A operação, deflagrada na quinta-feira (27), cumpriu 24 mandados de busca e apreensão em estados como Bahia, São Paulo, Pernambuco e Rio de Janeiro. Na Bahia, os agentes realizaram buscas em pelo menos seis endereços relacionados ao médico, incluindo sua clínica, uma residência e imóveis na Praia do Forte.
Almeida descreveu a ação como uma "atrocidade" e acusou a farmacêutica Eli Lilly, detentora da patente do Mounjaro, de estar por trás da denúncia. Segundo o médico, a empresa estaria buscando impedir que profissionais de saúde prescrevam versões manipuladas do medicamento a preços mais acessíveis.

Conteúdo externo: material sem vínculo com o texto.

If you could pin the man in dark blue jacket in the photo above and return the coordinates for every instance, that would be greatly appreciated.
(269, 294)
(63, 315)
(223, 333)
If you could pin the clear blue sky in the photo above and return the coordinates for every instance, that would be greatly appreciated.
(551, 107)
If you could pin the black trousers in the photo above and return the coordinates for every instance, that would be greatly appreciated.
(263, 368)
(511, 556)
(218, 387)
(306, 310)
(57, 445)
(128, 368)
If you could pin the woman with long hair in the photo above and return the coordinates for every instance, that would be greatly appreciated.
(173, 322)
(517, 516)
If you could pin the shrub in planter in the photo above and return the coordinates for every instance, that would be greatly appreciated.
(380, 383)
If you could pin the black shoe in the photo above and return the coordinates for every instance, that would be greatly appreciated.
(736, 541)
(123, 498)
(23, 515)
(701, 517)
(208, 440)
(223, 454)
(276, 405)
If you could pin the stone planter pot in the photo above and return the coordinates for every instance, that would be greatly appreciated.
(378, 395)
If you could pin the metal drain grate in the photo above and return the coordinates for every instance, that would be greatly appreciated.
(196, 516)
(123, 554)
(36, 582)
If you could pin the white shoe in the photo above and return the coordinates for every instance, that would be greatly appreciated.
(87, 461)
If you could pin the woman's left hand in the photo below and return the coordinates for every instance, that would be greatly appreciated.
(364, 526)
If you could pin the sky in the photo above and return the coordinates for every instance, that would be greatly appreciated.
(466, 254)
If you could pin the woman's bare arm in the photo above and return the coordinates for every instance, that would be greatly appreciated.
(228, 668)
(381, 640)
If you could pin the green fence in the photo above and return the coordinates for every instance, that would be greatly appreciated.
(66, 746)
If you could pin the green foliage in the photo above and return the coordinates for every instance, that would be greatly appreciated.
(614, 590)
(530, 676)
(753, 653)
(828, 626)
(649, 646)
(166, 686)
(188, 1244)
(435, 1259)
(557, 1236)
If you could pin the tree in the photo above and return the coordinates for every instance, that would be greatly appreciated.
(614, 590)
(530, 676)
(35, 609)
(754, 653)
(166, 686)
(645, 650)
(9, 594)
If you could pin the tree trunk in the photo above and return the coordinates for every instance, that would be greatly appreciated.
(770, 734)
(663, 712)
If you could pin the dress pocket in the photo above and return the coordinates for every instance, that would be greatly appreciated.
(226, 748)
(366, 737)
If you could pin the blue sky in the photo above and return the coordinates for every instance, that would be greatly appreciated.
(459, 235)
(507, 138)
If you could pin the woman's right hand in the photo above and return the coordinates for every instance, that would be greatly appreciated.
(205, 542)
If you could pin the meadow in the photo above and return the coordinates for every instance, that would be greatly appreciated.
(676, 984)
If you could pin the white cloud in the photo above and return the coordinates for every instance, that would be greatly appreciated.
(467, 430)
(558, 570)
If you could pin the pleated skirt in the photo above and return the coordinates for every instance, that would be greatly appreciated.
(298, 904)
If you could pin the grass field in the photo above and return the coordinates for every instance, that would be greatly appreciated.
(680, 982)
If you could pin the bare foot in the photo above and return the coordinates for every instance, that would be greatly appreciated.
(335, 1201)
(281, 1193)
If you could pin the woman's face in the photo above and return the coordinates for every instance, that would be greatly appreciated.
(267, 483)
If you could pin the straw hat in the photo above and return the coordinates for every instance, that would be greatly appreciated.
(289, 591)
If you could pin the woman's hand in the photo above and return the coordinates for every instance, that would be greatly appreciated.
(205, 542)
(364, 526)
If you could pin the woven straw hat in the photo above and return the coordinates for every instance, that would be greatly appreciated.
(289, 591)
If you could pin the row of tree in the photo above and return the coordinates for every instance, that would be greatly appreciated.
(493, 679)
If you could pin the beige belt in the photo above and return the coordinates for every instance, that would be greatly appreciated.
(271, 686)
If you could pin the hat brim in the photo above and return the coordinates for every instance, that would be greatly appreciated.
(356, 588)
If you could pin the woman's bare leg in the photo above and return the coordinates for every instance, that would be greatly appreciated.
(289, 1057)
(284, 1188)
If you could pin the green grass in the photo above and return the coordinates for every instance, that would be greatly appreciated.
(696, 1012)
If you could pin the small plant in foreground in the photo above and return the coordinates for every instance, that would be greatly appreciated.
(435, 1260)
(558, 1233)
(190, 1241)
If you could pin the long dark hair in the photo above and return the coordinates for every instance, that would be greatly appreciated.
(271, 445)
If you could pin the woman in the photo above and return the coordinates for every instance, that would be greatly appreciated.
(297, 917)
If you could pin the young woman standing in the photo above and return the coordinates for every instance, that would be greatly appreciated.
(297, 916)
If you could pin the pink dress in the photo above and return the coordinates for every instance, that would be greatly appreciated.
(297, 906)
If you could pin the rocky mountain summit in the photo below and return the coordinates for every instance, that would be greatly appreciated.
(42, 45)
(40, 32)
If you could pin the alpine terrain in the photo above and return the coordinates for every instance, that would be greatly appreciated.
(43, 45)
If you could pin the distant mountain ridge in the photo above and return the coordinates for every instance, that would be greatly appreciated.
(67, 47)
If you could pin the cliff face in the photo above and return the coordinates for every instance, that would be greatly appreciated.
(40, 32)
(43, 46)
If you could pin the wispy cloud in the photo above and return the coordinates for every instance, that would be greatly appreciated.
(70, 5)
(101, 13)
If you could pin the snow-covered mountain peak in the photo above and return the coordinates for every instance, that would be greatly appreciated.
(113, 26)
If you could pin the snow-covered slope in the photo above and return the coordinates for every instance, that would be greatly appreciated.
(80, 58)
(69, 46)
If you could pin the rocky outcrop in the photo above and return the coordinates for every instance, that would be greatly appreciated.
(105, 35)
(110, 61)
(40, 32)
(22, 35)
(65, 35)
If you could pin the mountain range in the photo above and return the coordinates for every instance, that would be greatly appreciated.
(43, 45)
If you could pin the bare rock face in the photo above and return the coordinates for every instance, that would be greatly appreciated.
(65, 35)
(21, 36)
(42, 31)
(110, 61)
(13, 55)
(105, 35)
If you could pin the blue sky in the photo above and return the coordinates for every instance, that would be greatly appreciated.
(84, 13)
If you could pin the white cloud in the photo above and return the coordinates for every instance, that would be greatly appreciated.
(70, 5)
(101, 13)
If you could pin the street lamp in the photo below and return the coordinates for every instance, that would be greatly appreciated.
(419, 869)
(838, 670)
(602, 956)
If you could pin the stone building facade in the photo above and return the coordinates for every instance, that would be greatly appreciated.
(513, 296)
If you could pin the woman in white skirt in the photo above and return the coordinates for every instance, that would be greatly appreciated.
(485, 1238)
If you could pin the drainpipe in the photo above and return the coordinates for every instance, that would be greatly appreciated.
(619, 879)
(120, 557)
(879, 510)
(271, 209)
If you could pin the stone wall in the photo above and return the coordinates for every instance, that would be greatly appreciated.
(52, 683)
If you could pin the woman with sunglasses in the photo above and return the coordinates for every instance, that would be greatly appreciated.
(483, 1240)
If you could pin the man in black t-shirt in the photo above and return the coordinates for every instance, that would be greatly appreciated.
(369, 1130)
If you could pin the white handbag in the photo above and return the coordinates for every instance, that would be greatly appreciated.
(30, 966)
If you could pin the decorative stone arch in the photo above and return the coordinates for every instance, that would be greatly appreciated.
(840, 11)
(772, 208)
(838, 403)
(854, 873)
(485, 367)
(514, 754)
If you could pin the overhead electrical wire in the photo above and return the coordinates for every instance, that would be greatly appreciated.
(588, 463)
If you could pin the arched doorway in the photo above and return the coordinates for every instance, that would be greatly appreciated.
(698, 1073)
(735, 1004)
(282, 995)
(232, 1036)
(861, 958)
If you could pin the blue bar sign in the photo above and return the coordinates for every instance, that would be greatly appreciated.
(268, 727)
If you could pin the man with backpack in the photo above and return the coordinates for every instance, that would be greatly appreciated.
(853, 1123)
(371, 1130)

O médico destacou ter mais de 8 mil alunos que ensina a prescrever Tirzepatida legalmente em consultórios e a preços competitivos. "Essa empresa grande se incomodou... Mas, calma, eu não vou cair. Posso cair dez vezes, levanto onze", afirmou em seus stories.
Para validar sua defesa, Almeida mencionou a Lei n° 9.279/1996, que regula direitos de propriedade industrial e autoriza a manipulação de medicamentos de acordo com prescrições individualizadas, mesmo quando o princípio ativo é patenteado. Em sua explicação, afirmou:
“A própria lei brasileira permite a manipulação da Tirzepatida. Ela é permitida segundo a própria lei. Eu nunca tive, não tenho e nunca terei farmácia de manipulação.”
As investigações da "Operação Slim" apontam que Almeida estaria comercializando tratamentos à base de Tirzepatida sem a autorização da fabricante e em desacordo com as normas sanitárias. A apuração indicou que o médico poderia estar organizando um esquema de produção em larga escala, utilizando laboratórios parceiros para manipular e distribuir o medicamento como se fosse um produto da indústria farmacêutica, violando assim as regras estabelecidas no Brasil.